Academe of the Oaks Learning Garden

Program Type: 
Garden Classrooms
Grade Level/Age Group: 
High School
Number of Individuals Program Serves: 
100
Year Founded: 
2003
About the Program: 

Academe of the Oaks has had a large organic vegetable garden since its inception in 2003 and every year the school improves the gardens and informal outdoor spaces to enhance its conservation and garden-based learning programs as well as provide students with beautiful spaces that catalyze social interaction and collaborative learning.  

Garden spaces at Academe of the Oaks include a small, private Tuscan garden adjacent to the loft where the entrance is through a vine-covered arbor and the small courtyard is flanked by benches and surrounded by herbs and roses.  Several years ago the school cleared a wooded area overgrown with invasive plants using a large herd of goats and sheep, constructed a small pond and planted native shrubs and fruit trees.

In early 2015 the school created a pollinator garden through a grant from The Environmental Education Alliance of Georgia (EEA) that is now a certified pollinator habitat with Monarchs Across Georgia, a certified Monarch Waystation though Monarch Watch and is a member of the Rosalynn Carter Butterfly Trail. 

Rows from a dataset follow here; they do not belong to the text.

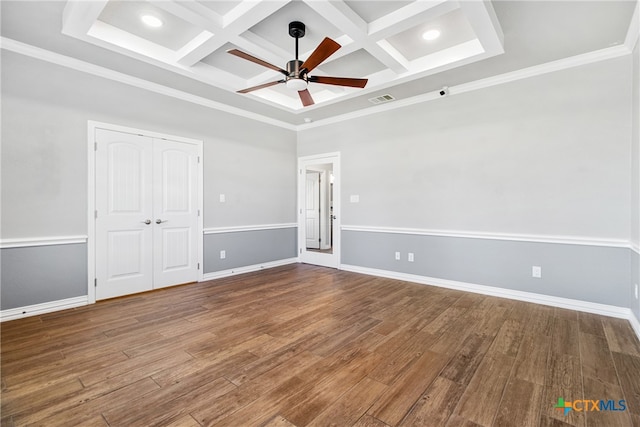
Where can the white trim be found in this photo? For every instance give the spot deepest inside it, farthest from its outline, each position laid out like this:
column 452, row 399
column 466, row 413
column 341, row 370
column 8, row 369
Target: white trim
column 247, row 269
column 571, row 304
column 311, row 257
column 634, row 29
column 46, row 307
column 536, row 70
column 240, row 228
column 524, row 73
column 566, row 240
column 26, row 242
column 635, row 324
column 96, row 70
column 92, row 125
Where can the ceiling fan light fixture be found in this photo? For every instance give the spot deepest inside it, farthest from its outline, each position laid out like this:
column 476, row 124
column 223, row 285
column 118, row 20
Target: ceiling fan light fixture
column 296, row 84
column 151, row 21
column 431, row 35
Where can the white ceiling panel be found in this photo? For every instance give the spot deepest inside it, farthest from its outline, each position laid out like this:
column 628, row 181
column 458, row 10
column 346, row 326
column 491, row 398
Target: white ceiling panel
column 372, row 10
column 380, row 40
column 454, row 29
column 126, row 16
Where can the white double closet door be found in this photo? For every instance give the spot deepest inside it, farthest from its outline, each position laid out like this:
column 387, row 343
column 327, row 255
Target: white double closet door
column 146, row 213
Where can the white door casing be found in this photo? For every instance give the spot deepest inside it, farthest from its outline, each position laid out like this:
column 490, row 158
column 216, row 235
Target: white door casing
column 323, row 162
column 124, row 241
column 312, row 206
column 147, row 224
column 175, row 215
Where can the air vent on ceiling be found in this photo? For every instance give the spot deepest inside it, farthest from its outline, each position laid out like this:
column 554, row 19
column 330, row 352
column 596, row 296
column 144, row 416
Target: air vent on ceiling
column 381, row 99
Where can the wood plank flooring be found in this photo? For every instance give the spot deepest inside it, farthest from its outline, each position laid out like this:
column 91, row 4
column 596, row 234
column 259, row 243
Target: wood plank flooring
column 301, row 345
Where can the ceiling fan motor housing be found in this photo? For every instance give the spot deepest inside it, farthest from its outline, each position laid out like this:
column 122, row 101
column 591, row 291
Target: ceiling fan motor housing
column 296, row 29
column 294, row 79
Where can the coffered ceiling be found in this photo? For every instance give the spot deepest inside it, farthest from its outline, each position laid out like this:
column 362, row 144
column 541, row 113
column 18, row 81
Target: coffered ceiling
column 380, row 40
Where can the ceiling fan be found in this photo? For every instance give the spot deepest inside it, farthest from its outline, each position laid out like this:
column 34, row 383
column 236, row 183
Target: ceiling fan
column 296, row 76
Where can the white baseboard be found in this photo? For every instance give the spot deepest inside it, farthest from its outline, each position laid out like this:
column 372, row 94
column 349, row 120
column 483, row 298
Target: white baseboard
column 247, row 269
column 571, row 304
column 635, row 324
column 47, row 307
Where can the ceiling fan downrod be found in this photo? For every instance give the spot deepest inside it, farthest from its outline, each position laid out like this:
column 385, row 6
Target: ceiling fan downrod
column 296, row 78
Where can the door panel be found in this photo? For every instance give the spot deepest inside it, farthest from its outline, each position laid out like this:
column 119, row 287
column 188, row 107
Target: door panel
column 123, row 204
column 312, row 196
column 147, row 213
column 175, row 206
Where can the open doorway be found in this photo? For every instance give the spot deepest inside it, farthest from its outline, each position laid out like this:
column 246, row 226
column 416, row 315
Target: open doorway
column 318, row 204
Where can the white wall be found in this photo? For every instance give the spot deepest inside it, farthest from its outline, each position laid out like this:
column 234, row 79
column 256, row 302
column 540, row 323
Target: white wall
column 547, row 155
column 44, row 150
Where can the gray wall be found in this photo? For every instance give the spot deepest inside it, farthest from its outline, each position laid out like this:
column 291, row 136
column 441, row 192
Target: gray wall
column 544, row 156
column 34, row 275
column 587, row 273
column 248, row 248
column 45, row 109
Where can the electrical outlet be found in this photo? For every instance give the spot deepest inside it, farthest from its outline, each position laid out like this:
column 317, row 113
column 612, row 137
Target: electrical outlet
column 536, row 271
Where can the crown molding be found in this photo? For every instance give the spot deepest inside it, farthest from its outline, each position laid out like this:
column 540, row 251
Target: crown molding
column 524, row 73
column 536, row 70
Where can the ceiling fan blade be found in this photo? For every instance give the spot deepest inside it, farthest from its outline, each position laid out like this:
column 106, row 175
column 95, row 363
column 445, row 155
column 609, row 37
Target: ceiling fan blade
column 339, row 81
column 306, row 98
column 251, row 89
column 243, row 55
column 325, row 49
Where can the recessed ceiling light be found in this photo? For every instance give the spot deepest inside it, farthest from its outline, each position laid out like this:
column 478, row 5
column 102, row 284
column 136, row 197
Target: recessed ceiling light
column 151, row 21
column 431, row 35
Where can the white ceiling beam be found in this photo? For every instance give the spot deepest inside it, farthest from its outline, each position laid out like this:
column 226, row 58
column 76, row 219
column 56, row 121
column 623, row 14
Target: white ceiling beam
column 237, row 21
column 78, row 16
column 346, row 20
column 485, row 24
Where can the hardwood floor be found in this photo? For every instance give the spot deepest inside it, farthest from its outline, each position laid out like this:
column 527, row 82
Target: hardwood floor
column 307, row 346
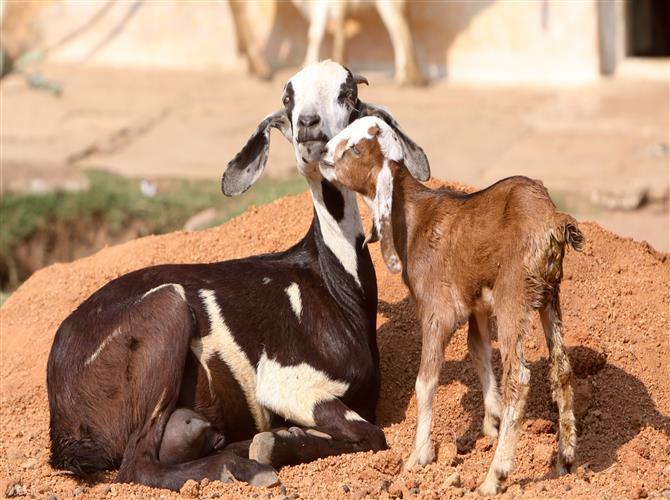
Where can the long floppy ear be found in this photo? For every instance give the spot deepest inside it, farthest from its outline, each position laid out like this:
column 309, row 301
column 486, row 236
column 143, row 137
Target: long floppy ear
column 247, row 165
column 415, row 159
column 381, row 213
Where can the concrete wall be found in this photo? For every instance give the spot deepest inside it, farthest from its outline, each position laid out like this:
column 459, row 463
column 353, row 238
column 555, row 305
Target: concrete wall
column 464, row 40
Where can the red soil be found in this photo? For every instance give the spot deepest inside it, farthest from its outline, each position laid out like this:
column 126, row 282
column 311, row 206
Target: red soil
column 616, row 307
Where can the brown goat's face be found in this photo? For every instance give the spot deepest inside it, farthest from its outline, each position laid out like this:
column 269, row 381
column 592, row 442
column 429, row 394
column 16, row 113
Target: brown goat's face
column 356, row 166
column 359, row 159
column 355, row 156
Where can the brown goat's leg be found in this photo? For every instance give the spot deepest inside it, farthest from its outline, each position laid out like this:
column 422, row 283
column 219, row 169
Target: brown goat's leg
column 512, row 325
column 337, row 430
column 561, row 385
column 479, row 346
column 432, row 358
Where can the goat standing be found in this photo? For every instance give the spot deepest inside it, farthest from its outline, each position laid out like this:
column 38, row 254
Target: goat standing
column 249, row 344
column 463, row 257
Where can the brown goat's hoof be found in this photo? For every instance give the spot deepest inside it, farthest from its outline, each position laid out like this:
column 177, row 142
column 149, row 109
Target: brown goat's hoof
column 489, row 488
column 261, row 447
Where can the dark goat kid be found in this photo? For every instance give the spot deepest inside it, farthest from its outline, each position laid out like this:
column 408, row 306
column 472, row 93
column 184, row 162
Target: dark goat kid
column 251, row 345
column 496, row 252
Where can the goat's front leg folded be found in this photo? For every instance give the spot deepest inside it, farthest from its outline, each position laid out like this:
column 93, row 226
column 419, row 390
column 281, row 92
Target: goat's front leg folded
column 337, row 430
column 435, row 334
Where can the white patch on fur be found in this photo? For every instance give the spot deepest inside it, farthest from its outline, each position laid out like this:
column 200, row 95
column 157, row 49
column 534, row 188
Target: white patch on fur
column 293, row 391
column 104, row 343
column 157, row 409
column 359, row 130
column 340, row 237
column 293, row 292
column 221, row 342
column 352, row 416
column 178, row 288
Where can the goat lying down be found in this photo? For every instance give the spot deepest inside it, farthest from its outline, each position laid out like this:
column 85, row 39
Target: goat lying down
column 496, row 252
column 191, row 371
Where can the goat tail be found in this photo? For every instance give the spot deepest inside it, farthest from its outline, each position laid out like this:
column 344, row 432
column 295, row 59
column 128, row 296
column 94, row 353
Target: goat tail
column 571, row 232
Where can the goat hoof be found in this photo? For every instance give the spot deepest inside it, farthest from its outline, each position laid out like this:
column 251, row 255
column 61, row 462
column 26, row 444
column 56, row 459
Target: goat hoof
column 564, row 466
column 491, row 426
column 261, row 448
column 489, row 488
column 424, row 456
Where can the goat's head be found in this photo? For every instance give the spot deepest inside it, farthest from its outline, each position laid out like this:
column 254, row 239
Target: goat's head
column 359, row 158
column 319, row 101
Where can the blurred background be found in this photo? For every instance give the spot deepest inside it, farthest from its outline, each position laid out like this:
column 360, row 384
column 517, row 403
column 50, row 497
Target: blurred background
column 119, row 116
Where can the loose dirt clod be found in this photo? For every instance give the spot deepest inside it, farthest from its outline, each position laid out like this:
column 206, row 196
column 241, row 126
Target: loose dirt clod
column 616, row 308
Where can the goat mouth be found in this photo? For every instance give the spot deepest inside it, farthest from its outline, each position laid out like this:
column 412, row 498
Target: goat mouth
column 303, row 138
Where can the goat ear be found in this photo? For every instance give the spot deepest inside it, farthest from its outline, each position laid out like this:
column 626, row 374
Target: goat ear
column 381, row 211
column 247, row 165
column 414, row 157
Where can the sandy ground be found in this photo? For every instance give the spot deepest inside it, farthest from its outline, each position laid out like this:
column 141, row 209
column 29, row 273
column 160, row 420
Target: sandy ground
column 616, row 307
column 609, row 137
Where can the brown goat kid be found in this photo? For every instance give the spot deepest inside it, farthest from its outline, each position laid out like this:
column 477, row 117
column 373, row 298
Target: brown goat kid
column 466, row 257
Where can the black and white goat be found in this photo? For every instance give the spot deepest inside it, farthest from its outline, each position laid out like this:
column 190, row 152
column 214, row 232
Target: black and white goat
column 251, row 345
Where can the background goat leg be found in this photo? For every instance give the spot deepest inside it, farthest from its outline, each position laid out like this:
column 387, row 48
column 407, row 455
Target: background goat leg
column 561, row 388
column 338, row 430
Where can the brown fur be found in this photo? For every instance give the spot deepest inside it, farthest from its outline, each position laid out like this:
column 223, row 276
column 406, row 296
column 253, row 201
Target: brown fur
column 496, row 252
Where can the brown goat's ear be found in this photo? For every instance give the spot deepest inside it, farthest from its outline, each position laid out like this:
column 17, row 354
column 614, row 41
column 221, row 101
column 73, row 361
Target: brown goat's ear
column 381, row 211
column 360, row 79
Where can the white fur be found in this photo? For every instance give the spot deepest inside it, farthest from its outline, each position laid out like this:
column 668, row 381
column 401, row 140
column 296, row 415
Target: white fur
column 423, row 452
column 293, row 292
column 359, row 130
column 221, row 342
column 352, row 416
column 316, row 90
column 340, row 237
column 104, row 343
column 293, row 391
column 178, row 288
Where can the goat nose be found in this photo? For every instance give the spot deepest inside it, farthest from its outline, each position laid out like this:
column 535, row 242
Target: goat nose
column 308, row 120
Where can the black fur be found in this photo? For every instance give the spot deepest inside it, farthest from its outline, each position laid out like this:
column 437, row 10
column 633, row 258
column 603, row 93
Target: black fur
column 333, row 200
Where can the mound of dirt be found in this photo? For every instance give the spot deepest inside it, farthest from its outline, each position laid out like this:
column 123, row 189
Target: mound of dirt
column 616, row 307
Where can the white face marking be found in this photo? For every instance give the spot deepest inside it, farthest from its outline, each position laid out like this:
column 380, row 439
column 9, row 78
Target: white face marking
column 104, row 343
column 316, row 89
column 340, row 237
column 293, row 292
column 359, row 130
column 178, row 288
column 293, row 391
column 352, row 416
column 221, row 342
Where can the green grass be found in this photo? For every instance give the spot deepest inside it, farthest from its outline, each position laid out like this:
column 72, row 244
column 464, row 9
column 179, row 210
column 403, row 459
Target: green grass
column 115, row 201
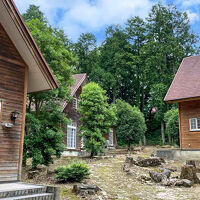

The school keeps a number of honeybee hives, a flock of chickens and three Nubian goats.  Garden waste, compostable food and animal bedding are composted using thermophilic, vermicomposting or black soldier fly composting methods and the finished compost is used to enhance the soil on campus. The school's garden program, according to representatives from the EEA and the U.S. Fish & Wildlife Service during a site visit, is one of the most integrated school gardens they had ever visited.